Past version: Effective from 29 Sep 2011 to 22 Aug 2018
(1) An issuer must appoint a suitable auditing firm to meet its audit obligations, having regard to the adequacy of the resources and experience of the auditing firm and the audit engagement partner assigned to the audit, the firm's other audit engagements, the size and complexity of the listed group being audited, and the number and experience of supervisory and professional staff assigned to the particular audit.
(2) The auditing firm appointed by the issuer must be:
(a) Registered with the Accounting and Corporate Regulatory Authority (“ACRA”);
(b) Registered with and/or regulated by an independent audit oversight body acceptable to the Exchange. Such oversight bodies should be members of the International Forum of Independent Audit Regulators, independent of the accounting profession and directly responsible for the system of recurring inspection of accounting firms or are able to exercise oversight of inspections undertaken by professional bodies; or
(c) Any other auditing firm acceptable by the Exchange.
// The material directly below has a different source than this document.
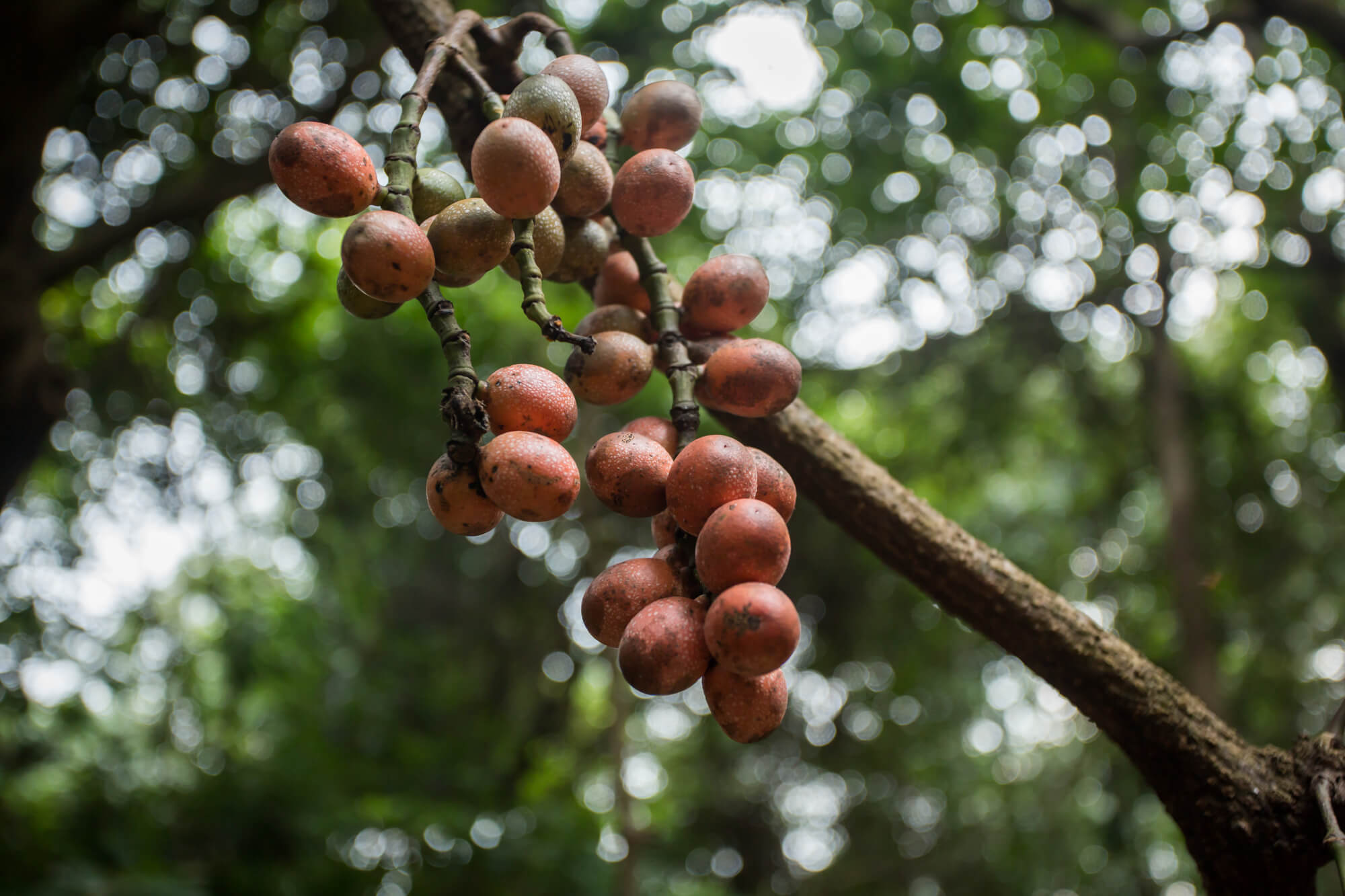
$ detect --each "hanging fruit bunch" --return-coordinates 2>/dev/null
[269,12,802,743]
(3) A change in auditing firm must be specifically approved by shareholders in a general meeting. The notice of meeting must incorporate:
(a) confirmation from the outgoing auditors as to whether they are aware of any professional reasons why the new auditors should not accept appointment as auditors of the issuer, and if so, to provide reasons;
(b) confirmation from the issuer as to whether there were disagreements with the outgoing auditors on accounting treatments within the last 12 months, and if so, to provide details;
(c) confirmation from the issuer as to whether it is aware of any circumstances connected with the change of auditors that should be brought to the attention of the shareholders of the issuer; and
(d) specific reasons for the change of auditors, including whether the outgoing auditors resigned, declined to stand for election or were dismissed.
Amended on 29 September 201129 September 2011.